L’idea di Big Picture Learning nasce negli USA e dal 1995 ad oggi conta ben 65 scuole negli Stati Uniti, oltre ad un network che si espande in Olanda, Israele, Nuova Zelanda, Australia, Canada ed ora anche Italia. Nel corso degli anni è giunto un sostegno all’iniziativa da più parti, compresa la The Bill and Melinda Gates Foundation. Nel frattempo Elliot Washor è stato selezionato tra i migliori 12 educatori al mondo dalla George Lucas Educational Foundation. Il board che ora dirige l’organizzazione è d’eccellenza, al suo interno oltre a manager provenienti dalle Fortune 500 (ossia le più importanti aziende al mondo), vi è anche Dale Dougherty vale a dire l’ideatore della Maker Faire.
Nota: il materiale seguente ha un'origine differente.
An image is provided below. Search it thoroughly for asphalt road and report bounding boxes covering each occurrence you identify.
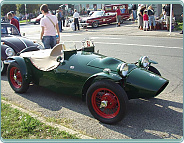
[1,25,183,139]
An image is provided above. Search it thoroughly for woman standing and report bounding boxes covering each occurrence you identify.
[138,5,146,30]
[40,4,60,49]
[148,5,156,30]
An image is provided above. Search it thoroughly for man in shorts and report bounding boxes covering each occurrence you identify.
[163,4,174,31]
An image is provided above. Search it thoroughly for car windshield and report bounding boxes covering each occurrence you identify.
[37,14,43,18]
[1,25,20,35]
[91,11,104,17]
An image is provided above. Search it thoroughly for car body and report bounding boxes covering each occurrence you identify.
[8,40,169,124]
[31,14,44,24]
[80,4,130,28]
[1,23,41,74]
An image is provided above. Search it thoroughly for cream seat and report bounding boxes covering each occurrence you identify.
[20,44,66,71]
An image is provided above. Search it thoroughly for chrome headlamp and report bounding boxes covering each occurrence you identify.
[141,56,150,68]
[5,48,15,57]
[119,63,128,77]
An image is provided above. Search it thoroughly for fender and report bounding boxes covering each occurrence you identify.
[82,72,123,101]
[8,56,31,81]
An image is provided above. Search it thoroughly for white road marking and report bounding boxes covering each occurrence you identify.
[67,41,183,50]
[90,37,125,40]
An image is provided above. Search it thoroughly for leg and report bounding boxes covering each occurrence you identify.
[50,36,56,49]
[74,18,77,31]
[42,36,51,49]
[77,18,80,30]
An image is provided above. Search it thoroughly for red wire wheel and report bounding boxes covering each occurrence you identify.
[86,80,128,124]
[8,62,30,93]
[91,88,120,119]
[9,67,22,89]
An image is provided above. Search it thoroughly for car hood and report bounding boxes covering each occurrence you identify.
[1,36,34,52]
[87,57,123,72]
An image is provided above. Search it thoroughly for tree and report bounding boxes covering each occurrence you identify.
[1,4,17,16]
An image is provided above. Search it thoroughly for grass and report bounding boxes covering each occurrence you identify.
[1,103,78,139]
[19,20,26,23]
[175,22,183,31]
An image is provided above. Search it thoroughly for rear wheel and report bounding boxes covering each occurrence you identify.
[148,66,161,76]
[8,63,29,93]
[1,60,7,75]
[92,21,98,28]
[87,80,128,124]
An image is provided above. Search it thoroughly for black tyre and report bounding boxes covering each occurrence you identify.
[148,66,161,76]
[92,21,99,28]
[8,62,29,93]
[86,80,128,124]
[1,60,7,75]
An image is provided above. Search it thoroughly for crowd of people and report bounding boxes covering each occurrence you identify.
[138,4,174,31]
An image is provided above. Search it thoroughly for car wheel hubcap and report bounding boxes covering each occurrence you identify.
[91,88,120,119]
[10,67,22,88]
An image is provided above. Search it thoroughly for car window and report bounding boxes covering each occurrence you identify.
[1,26,7,34]
[91,11,104,17]
[7,25,19,35]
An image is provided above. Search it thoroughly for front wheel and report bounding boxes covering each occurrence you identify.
[86,80,128,124]
[8,63,29,93]
[1,60,7,75]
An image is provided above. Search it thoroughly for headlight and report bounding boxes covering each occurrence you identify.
[141,56,149,68]
[5,48,15,57]
[119,63,128,76]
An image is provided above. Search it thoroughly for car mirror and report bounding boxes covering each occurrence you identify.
[56,56,63,62]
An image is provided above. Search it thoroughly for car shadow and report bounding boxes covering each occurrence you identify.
[2,76,183,139]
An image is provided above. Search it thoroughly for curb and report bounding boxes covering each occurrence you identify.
[1,100,94,139]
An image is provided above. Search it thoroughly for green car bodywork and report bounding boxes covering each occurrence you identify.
[10,47,169,99]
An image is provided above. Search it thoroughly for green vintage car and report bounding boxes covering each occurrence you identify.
[8,40,169,124]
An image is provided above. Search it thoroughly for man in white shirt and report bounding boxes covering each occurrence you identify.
[40,4,60,49]
[73,9,80,31]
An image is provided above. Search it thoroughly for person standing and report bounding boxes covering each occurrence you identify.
[56,10,62,32]
[73,9,80,31]
[148,5,156,30]
[132,4,137,20]
[93,5,97,11]
[10,11,19,22]
[138,5,146,30]
[164,4,174,31]
[7,12,20,32]
[40,4,60,49]
[116,6,121,27]
[143,10,148,31]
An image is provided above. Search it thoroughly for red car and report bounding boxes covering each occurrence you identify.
[80,4,130,28]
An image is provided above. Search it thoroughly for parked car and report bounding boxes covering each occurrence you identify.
[1,23,41,74]
[80,4,130,28]
[8,40,169,124]
[31,14,44,24]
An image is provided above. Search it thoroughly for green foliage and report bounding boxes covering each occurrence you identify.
[1,4,17,16]
[1,103,77,139]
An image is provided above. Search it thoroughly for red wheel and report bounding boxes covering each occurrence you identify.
[86,80,128,124]
[9,67,22,89]
[8,63,29,93]
[91,88,120,119]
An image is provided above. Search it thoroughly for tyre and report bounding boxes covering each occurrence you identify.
[92,21,98,28]
[86,80,128,124]
[8,63,29,93]
[148,66,161,76]
[1,60,7,75]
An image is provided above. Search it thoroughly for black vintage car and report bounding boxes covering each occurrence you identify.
[1,23,42,74]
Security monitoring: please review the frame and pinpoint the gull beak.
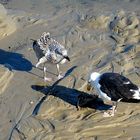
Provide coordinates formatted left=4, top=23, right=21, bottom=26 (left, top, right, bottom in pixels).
left=64, top=56, right=70, bottom=61
left=87, top=82, right=91, bottom=91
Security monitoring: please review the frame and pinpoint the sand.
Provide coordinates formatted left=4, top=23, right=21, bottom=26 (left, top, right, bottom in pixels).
left=0, top=0, right=140, bottom=140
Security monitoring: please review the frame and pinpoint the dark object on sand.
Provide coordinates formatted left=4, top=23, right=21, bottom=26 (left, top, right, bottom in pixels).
left=76, top=94, right=104, bottom=110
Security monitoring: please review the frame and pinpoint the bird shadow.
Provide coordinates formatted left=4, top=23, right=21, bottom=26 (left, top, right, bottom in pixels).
left=31, top=66, right=111, bottom=116
left=0, top=49, right=32, bottom=71
left=32, top=85, right=111, bottom=110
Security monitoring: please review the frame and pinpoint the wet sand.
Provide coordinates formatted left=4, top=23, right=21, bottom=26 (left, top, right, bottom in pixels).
left=0, top=0, right=140, bottom=140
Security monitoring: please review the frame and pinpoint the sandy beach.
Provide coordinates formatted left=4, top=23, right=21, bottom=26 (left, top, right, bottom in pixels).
left=0, top=0, right=140, bottom=140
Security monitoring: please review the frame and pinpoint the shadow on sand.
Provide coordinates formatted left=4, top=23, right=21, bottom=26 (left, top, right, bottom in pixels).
left=31, top=66, right=111, bottom=116
left=0, top=49, right=32, bottom=71
left=32, top=85, right=111, bottom=110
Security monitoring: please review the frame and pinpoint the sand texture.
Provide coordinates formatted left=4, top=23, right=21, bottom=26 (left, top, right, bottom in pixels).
left=0, top=0, right=140, bottom=140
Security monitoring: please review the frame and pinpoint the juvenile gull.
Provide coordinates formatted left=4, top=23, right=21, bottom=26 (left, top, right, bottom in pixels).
left=87, top=72, right=140, bottom=117
left=33, top=32, right=70, bottom=81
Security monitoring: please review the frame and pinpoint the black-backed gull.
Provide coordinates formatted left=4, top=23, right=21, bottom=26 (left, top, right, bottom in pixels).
left=87, top=72, right=140, bottom=117
left=33, top=32, right=70, bottom=81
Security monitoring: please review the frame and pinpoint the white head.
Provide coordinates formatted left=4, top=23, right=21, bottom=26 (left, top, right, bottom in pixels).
left=89, top=72, right=101, bottom=82
left=62, top=49, right=68, bottom=56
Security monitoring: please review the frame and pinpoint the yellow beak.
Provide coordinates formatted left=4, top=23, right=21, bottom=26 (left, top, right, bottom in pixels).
left=87, top=83, right=91, bottom=91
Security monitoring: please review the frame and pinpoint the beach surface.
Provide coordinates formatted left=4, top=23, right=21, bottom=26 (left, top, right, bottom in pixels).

Da dove nasce questa esigenza di sviluppare Big Picture Learning Italia?
«Insegnavo, ma non ero soddisfatto della situazione, così ho cercato modelli alternativi ed ho deciso di pensare ed agire in maniera laterale.
In fondo non stavo cercando una scuola, ma cosa potesse far funzionare una scuola.
Lessi, nel 2012, “Drive” di Daniel Pink: il libro parla della motivazione e il punto è tutto lì, cioè riuscire a motivare gli studenti. Come fa una persona a impegnarsi per fare qualcosa? Tutto sta nell’essere interessati, appassionati. Vedevo ragazzi con enormi potenzialità che però non venivano sviluppate. Si poteva fare di meglio e si poteva fare di più. Così scoprii il modello Big Picture Learning, scrissi ai fondatori e riuscii a fissare un incontro via Skype con Dennis Littky e Elliot Washor, collegatisi da Rhode Island con Biella».
Da dove avete cominciato?
«Prendiamo la nostra “classe beta” (partita in autunno 2016, ndr): ci troviamo in SellaLab, abbiamo quindi sede nell’acceleratore di imprese del Gruppo Banca Sella. Questo è eccezionale: si crea un rapporto di continuo scambio coi coworker, l’ambiente può essere distraente, ma diventa molto più stimolante. Si creano collaborazioni con le aziende più facilmente, da noi infatti è fortissima la rilevanza dell’alternanza scuola-lavoro. Ogni 3 mesi c’è un exhibition dove viene esposto pubblicamente ciò che si è imparato: i valutatori più precisi son proprio i compagni».
Come funziona praticamente?
«Tutto è programmato su Google Calendar e gli insegnanti fissano le loro lezioni a seconda delle necessità didattiche dei ragazzi. Lavoriamo con strumenti di condivisione attualmente usati abitualmente dalle aziende, come Slack. Abbiamo un advisor che è costante riferimento per i ragazzi. Prevediamo di fornire un attestato da baccalaureato internazionale, vale a dire un diploma riconosciuto in 80 Stati nel mondo, l’intenzione è inoltre quella di arrivare a ridurre gli anni necessari per il percorso di studi superiori a 4 invece che 5».
In cosa consiste Big Picture Learning?
«Si tratta di una filosofia basata su 3 elementi: rilevanza, relazione e rigore. Bisogna quindi proporre delle attività che vadano a toccare le passioni e gli interessi dei ragazzi, serve trovare il punto di contatto con loro stimolando le loro attitudini.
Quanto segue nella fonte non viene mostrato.